Monday, May 10, 2004

Making the rounds...

...of some of the sources I spent a fair bit of the weekend avoiding, I find that (as so often) Josh Marshall gets it about exactly right.

"As I think is already becoming clear, the responsibility for all of this goes right to the very top -- to the President, the Secretary of Defense, the Vice President and many others. The point isn't that the president ordered or knew specifically that soldiers in Iraq were setting attack dogs on to naked prisoners or all the other outrages we're about to hear of. But going back almost three years these men made very conscious and specific decisions to disregard or opt out of the various international conventions, rules and traditions governing the treatment of prisoners of war and enemy combatants that are intended to prevent such things from happening."

Eric Alterman makes a related point.

"This is the kind of thing that happens in every war, particularly one as incompetently planned as this one was. While the details are always unknowable, something like this scandal was entirely predictable. Add to the natural inhuman pressures of war, the lack of concern this administration has demonstrated for the niceties of civil liberties and human rights since 9/11, and the signal that sends down the chain of command, revelations of this type become only a matter of time.

"And all the hawks, liberal and otherwise, who find themselves “shocked, shocked” by the actions of our own soldiers should have read a little military history before embarking on this catastrophic adventure under the leadership of dishonest and incompetent ideological fanatics."

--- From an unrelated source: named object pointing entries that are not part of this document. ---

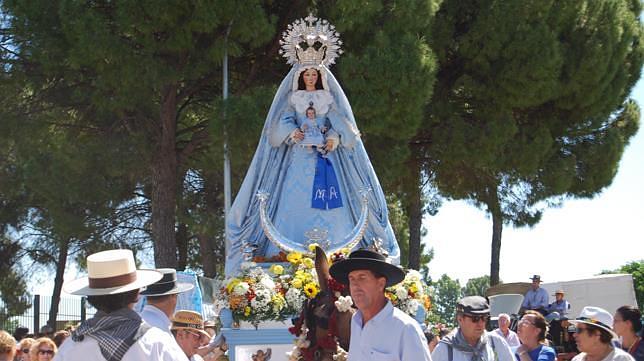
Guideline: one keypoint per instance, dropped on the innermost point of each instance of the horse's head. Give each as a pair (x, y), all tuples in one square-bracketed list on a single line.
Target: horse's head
[(328, 328)]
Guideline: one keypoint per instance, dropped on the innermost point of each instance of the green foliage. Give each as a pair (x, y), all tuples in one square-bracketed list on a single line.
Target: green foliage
[(531, 102), (447, 292), (636, 269), (477, 286)]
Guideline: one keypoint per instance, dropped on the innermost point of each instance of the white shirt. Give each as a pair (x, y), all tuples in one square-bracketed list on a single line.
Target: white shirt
[(512, 339), (616, 355), (156, 318), (500, 352), (153, 345), (389, 336)]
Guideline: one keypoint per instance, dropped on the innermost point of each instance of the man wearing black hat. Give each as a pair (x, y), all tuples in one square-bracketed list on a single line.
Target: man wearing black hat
[(161, 299), (470, 341), (379, 331)]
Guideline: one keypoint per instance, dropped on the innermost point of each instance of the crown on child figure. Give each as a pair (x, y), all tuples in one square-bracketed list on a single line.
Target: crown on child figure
[(310, 41)]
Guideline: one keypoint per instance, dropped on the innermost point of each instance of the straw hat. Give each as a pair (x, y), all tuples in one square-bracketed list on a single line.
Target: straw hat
[(188, 320), (109, 273), (167, 285), (596, 316)]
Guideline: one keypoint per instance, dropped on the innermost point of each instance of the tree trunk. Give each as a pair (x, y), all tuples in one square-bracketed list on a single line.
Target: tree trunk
[(497, 229), (415, 214), (164, 184), (58, 283)]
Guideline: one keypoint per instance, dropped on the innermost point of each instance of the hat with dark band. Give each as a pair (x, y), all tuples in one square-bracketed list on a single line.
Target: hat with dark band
[(473, 305), (188, 320), (596, 316), (167, 285), (364, 259)]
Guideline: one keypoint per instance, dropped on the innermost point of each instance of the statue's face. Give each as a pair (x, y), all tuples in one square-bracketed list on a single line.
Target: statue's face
[(310, 77)]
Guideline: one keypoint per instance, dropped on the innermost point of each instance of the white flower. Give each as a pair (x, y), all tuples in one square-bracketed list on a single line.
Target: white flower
[(241, 288), (343, 304), (401, 293), (245, 266), (294, 298), (413, 306)]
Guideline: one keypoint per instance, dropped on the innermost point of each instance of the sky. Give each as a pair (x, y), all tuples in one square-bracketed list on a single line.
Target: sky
[(575, 241)]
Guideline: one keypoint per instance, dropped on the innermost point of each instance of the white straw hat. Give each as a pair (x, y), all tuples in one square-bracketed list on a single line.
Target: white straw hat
[(596, 316), (111, 272)]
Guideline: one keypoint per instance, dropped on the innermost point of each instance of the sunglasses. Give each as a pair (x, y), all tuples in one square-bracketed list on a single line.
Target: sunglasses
[(476, 319)]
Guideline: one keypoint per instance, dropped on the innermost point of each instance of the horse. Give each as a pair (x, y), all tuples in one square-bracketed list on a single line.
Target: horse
[(324, 330)]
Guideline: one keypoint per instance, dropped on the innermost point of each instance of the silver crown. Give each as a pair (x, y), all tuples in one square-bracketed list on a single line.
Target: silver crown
[(310, 41)]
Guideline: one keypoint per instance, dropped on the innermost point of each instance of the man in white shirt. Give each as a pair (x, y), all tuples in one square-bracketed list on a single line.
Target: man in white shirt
[(116, 332), (470, 341), (504, 331), (379, 331), (161, 298)]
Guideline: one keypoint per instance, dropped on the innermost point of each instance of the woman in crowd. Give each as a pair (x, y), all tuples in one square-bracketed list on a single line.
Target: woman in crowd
[(594, 337), (43, 349), (627, 323), (532, 333)]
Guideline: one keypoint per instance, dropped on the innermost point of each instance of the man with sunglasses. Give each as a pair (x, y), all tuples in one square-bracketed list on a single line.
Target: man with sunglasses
[(470, 341)]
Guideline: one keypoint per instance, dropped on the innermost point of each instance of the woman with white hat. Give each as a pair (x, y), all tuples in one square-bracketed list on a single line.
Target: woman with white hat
[(116, 332), (532, 332), (594, 337)]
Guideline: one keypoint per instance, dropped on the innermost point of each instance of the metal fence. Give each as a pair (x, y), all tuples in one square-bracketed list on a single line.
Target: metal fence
[(70, 310)]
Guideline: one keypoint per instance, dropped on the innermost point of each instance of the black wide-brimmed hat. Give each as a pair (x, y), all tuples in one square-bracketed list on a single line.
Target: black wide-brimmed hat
[(364, 259), (167, 285)]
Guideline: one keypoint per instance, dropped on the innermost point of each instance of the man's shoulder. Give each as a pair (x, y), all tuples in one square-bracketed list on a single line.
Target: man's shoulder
[(156, 335)]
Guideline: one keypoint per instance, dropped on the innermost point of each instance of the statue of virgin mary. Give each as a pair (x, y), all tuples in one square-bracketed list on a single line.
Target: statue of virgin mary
[(310, 162)]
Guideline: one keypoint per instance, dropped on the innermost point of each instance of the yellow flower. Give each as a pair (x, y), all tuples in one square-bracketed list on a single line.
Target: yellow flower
[(308, 263), (311, 289), (304, 276), (297, 283), (294, 257), (276, 269), (278, 302)]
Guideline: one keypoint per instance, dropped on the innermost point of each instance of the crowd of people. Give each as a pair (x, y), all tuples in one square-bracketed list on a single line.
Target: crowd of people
[(378, 330), (544, 332)]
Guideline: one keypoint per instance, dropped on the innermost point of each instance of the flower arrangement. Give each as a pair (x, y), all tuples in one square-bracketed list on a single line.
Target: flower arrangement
[(410, 294), (277, 293)]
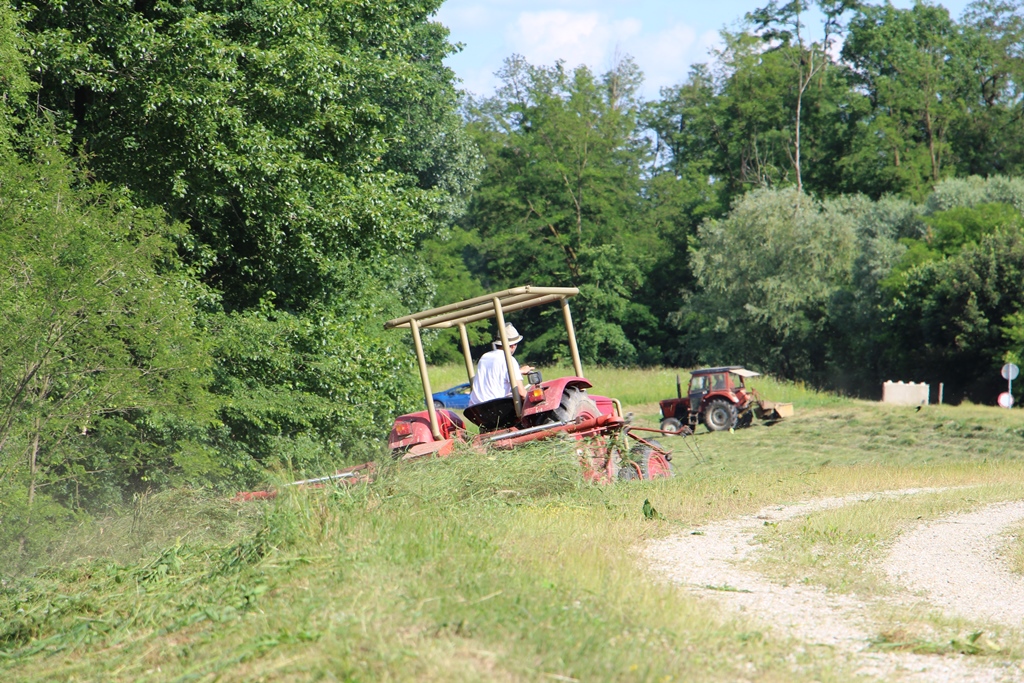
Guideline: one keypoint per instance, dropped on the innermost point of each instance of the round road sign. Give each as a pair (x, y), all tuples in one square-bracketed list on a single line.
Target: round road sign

The juxtaposition of these points is leading me to reexamine one of my early conclusions. I've been inclined to believe that the Buscho cabal really was blinded by their ideology and inexperience in war - that they really didn't believe that eventually, American soldiers in the kinds of circumstances that they were sent to in Iraq wouldn't eventually commit war crimes, wouldn't succumb to the pressure to perform atrocities.

With Marshall's reminder, though, about the strenuous efforts that were made to remove the US from the purview of oversight by the traditional rules and agencies that have been developed to expose and punish behavior that is, in fact, fully predictable, the war planners weren't acting in ignorance at all.

I don't think that ignorance offers an adequate excuse in the first place, but the notion that American troops were sent to war knowing that there would be atrocities, expecting that war crimes would occur, with a plan to cover up those crimes established in advance of the deployment adds a new dimension of shame to the situation. What they were doing was, in effect, offering encouragement, if not orders, that atrocities take place. One of the basic protections owed the troops is to train and supervise against placing them in this kind of criminal jeopardy, and the Bush policy has been exactly the opposite. As if the usual risks of war were not enough, they seem to have deliberately subjected our troops to an additional dimension of danger.

Shame is such an inadequate word in these circumstances.